A 2013 Credit Suisse report on India’s financial sector pointed out the high growth in the debt levels of ten corporate groups – Lanco, Reliance ADA, GVK, Jaypee, Adani Enterprise, Essar, GMR, KSW and Vedanta. Despite profitability pressures, their debt levels rose between 2012 and 2013. Also, 40-70% of the loans are foreign currency denominated. Delays in their planned projects can cause further strain on their cash flows and therefore on their debt servicing ability. Some of them have undertaken asset sales, but they have proved insufficient. Indian banks need to be concerned as well; although, majority of the non-performing assets (NPAs) are from agriculture and small & medium enterprises (SMEs). In 2014, the International Monetary Fund sounded a warning too.

The debt-to-GDP ratio is more important than debt levels themselves. Why is this so? This is because an economy whose GDP is growing faster than its growth in debt will not face the problem of repayment. However, if the GDP grows at a smaller pace than debt growth, the economy will not have adequate surplus (aggregate output net of replacement) to repay the debt. This is what we mean by debt sustainability. In early 2014, the credit rating agency, Moody’s warned that India’s sovereign rating can be affected due to the slowdown in growth and high inflation. [In so far as public authorities, via the central bank, can create money ex nihilo, debt can always be repaid (referred to as monetising the debt). However, this is the case if and only if the public debt is denominated in the local currency.

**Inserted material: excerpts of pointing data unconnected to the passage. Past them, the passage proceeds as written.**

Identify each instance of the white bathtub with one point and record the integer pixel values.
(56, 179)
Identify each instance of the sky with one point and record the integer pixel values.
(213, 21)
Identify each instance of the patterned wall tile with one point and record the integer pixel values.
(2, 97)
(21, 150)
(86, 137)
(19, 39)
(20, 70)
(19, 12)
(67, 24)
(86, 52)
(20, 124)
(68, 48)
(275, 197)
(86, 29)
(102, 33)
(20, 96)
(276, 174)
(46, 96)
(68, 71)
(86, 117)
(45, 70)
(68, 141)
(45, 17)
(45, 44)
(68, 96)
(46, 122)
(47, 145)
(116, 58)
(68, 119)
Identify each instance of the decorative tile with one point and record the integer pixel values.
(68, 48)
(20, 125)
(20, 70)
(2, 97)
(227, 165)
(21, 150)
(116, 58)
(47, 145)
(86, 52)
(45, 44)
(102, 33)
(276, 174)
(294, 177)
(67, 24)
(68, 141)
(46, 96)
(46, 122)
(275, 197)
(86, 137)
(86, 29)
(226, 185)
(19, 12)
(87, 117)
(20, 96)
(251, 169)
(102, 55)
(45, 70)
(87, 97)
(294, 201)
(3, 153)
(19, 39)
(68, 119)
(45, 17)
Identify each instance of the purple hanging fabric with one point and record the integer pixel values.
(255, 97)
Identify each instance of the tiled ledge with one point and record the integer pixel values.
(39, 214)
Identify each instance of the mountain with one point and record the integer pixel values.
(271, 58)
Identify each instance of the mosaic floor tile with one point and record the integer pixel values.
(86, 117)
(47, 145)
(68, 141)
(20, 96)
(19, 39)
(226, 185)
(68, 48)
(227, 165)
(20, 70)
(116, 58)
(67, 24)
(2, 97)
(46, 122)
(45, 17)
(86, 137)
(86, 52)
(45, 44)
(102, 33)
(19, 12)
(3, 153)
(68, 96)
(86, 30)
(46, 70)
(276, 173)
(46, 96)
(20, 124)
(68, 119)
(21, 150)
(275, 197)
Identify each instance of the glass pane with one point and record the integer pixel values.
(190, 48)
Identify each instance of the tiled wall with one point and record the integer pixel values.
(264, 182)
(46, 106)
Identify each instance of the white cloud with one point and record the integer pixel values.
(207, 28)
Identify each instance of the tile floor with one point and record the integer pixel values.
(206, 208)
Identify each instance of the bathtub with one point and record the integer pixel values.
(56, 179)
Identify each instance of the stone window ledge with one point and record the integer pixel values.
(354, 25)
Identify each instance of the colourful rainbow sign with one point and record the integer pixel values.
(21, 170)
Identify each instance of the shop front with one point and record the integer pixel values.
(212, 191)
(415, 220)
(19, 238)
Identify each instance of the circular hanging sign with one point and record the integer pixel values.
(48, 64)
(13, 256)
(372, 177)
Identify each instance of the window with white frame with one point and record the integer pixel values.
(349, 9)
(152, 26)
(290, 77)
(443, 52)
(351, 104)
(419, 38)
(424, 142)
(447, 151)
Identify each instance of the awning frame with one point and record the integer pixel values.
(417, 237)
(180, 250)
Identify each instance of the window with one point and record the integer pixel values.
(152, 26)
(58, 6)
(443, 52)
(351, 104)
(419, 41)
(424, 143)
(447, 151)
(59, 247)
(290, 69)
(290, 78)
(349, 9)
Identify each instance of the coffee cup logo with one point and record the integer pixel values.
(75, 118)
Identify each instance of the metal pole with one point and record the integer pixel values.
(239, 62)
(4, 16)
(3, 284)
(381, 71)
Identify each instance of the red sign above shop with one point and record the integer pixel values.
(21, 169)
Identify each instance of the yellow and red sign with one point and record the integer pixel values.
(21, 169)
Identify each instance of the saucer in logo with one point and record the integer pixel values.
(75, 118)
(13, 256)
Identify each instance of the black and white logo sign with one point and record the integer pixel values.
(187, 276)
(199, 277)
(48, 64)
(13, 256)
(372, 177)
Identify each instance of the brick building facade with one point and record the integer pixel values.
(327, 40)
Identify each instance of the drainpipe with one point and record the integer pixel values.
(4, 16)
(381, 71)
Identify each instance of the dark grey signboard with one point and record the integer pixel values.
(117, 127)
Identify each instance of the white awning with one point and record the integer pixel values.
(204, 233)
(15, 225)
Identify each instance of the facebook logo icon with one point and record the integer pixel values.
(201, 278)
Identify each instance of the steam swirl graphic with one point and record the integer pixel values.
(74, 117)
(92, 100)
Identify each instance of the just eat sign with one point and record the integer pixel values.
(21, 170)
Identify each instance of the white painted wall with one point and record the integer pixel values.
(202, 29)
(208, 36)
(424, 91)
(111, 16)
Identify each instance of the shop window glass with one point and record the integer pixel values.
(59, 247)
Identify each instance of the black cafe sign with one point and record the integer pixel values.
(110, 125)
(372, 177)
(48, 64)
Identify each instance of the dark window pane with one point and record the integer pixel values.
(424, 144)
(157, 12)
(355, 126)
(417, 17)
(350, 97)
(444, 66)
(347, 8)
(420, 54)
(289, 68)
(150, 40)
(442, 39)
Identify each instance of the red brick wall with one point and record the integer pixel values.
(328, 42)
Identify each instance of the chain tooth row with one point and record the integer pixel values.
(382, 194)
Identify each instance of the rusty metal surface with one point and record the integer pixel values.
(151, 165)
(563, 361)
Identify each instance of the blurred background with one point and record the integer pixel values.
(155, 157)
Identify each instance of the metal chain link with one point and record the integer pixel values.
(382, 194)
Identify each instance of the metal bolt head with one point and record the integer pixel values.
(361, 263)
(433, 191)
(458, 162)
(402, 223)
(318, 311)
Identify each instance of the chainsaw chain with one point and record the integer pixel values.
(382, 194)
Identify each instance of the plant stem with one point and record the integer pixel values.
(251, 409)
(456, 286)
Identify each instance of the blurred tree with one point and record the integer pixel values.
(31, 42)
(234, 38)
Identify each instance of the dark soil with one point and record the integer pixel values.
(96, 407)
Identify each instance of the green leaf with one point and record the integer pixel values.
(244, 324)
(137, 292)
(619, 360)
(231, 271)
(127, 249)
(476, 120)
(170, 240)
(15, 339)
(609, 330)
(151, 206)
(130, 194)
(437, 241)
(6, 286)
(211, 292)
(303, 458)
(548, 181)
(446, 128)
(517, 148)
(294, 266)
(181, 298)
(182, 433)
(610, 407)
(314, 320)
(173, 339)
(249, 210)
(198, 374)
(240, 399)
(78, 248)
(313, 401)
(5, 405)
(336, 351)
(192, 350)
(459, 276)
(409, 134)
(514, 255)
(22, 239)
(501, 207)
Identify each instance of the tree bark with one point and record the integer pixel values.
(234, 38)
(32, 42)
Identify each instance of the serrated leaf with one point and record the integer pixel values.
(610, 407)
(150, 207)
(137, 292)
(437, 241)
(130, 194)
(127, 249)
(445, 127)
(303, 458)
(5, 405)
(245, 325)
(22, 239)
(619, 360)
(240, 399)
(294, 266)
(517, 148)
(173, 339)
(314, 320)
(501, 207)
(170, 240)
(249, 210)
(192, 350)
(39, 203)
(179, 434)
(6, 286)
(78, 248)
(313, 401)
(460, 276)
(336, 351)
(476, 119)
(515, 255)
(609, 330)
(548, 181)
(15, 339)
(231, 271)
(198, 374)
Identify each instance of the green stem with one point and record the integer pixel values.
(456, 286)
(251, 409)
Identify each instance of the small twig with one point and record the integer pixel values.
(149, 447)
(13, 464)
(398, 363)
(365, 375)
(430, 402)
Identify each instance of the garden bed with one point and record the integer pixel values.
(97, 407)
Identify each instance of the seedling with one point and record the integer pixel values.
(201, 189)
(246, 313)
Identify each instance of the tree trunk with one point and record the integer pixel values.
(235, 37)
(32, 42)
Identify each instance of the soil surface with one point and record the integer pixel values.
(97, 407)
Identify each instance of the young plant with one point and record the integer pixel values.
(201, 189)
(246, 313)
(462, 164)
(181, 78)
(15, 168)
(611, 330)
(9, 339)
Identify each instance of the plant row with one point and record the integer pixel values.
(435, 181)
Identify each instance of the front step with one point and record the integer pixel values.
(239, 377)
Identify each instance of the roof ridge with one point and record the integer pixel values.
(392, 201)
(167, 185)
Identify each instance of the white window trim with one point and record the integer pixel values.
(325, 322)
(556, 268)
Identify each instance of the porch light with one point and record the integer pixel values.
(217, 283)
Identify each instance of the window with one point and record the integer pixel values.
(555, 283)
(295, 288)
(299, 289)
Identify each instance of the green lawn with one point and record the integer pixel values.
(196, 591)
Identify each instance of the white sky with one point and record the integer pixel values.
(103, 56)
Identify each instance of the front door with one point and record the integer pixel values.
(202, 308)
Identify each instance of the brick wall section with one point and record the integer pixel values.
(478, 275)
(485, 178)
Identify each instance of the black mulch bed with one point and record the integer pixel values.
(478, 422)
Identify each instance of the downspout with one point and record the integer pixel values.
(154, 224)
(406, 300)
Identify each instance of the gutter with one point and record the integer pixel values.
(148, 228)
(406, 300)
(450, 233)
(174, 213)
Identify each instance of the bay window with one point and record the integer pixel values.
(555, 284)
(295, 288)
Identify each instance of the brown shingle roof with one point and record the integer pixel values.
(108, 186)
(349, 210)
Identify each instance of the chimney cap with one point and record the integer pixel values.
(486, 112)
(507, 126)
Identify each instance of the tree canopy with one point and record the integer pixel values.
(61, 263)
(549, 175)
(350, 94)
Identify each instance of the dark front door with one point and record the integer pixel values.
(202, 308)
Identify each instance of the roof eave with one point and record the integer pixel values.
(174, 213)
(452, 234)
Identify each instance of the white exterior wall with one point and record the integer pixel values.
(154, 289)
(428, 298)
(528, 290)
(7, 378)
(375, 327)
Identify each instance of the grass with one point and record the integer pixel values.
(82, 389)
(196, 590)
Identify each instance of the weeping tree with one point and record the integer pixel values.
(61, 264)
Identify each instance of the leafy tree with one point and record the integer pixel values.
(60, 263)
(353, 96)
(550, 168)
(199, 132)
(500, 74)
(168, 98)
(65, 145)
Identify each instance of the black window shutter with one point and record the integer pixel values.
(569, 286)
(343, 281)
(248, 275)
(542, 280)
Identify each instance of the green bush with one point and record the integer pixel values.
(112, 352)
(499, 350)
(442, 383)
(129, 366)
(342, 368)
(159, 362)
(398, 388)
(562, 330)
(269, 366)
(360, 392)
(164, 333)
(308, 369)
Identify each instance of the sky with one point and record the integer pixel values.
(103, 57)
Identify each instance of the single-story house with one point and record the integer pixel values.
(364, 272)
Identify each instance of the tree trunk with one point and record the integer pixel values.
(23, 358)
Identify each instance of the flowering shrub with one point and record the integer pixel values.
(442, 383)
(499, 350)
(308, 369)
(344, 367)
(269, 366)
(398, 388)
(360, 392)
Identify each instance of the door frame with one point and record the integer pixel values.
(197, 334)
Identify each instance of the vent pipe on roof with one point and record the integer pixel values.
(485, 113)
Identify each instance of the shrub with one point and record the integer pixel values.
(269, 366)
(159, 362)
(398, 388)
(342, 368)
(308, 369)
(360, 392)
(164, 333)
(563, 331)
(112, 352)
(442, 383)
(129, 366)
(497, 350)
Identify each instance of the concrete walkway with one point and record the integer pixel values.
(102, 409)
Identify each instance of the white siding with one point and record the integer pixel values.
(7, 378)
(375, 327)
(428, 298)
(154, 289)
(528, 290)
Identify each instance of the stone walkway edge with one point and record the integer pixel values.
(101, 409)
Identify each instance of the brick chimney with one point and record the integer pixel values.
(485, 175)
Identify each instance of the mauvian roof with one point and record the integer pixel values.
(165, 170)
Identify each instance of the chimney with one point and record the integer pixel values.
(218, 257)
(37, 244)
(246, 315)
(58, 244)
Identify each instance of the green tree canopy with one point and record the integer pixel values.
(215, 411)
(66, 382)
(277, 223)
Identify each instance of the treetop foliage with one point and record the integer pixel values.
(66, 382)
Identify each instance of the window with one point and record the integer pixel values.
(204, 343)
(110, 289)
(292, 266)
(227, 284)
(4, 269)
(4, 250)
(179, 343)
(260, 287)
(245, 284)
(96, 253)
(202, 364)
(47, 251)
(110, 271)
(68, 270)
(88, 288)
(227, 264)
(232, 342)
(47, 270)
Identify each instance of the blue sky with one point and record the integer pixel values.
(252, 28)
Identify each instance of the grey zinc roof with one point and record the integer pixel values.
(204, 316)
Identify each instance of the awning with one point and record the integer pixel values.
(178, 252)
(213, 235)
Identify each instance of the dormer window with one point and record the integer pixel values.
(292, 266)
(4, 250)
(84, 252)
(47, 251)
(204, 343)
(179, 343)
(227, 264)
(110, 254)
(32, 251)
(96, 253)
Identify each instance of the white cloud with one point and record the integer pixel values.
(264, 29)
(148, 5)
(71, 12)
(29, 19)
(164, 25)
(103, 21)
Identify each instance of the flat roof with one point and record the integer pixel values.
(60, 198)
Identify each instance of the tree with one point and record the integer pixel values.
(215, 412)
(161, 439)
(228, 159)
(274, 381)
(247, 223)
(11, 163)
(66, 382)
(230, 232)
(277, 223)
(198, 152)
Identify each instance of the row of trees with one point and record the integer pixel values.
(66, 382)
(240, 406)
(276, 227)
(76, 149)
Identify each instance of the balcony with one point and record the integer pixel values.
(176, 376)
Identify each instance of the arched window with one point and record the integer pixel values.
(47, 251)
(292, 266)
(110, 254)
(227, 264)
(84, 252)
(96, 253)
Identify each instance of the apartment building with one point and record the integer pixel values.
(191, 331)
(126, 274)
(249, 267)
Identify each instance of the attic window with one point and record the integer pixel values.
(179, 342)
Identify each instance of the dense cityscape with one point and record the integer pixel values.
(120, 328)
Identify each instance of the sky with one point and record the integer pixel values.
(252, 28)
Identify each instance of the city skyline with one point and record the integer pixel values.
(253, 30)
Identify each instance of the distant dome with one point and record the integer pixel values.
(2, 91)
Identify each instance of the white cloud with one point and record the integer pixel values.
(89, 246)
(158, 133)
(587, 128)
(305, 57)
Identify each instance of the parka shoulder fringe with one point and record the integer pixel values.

In India, most of the public debt accrues to Indians and is therefore denominated in Rupees.] The following chart compares debt-to-GDP ratio of India with three advanced economies – Australia, UK and US.


Data from World Bank

Clearly, advanced economies have different debt-to-GDP ratios (also see this link for data on OECD countries). In short, there is no economic reason why a high debt-to-GDP ratio is bad for the economy; it is the growth in the debt-to-GDP ratio that must be closely monitored and appropriate measures undertaken to ensure that the economy grows at a faster pace than the growth in debt. As previously noted, government expenditure on education, environment and health have long-term positive benefits (significant positive externalities). Over time, these expenditures will boost economic growth and will therefore aid in debt repayments. Of course, the returns from any investment – private or public, depend on the effectiveness of the project undertaken such that they generate the expected yields.

The financial liabilities of the household sector have also risen over time, due to the attractive home loans and increased ease of obtaining credit cards. All economic agents – be it households, corporate bodies or the government, often (and have to) resort to borrowing. This post has shown that the borrowings undertaken by the Indian household sector, the Indian corporate sector and the Indian government have grown over the years. This, per se, is, and should not be a cause of immediate concern. However, this does warrant a more detailed analysis of the ability of the Indian government to make debt repayments, which hinge crucially on the rate at which the Indian economy grows and its rate of inflation. A serious macroeconomic analysis, perhaps based on the economics of Domar, Keynes and Lerner is in order.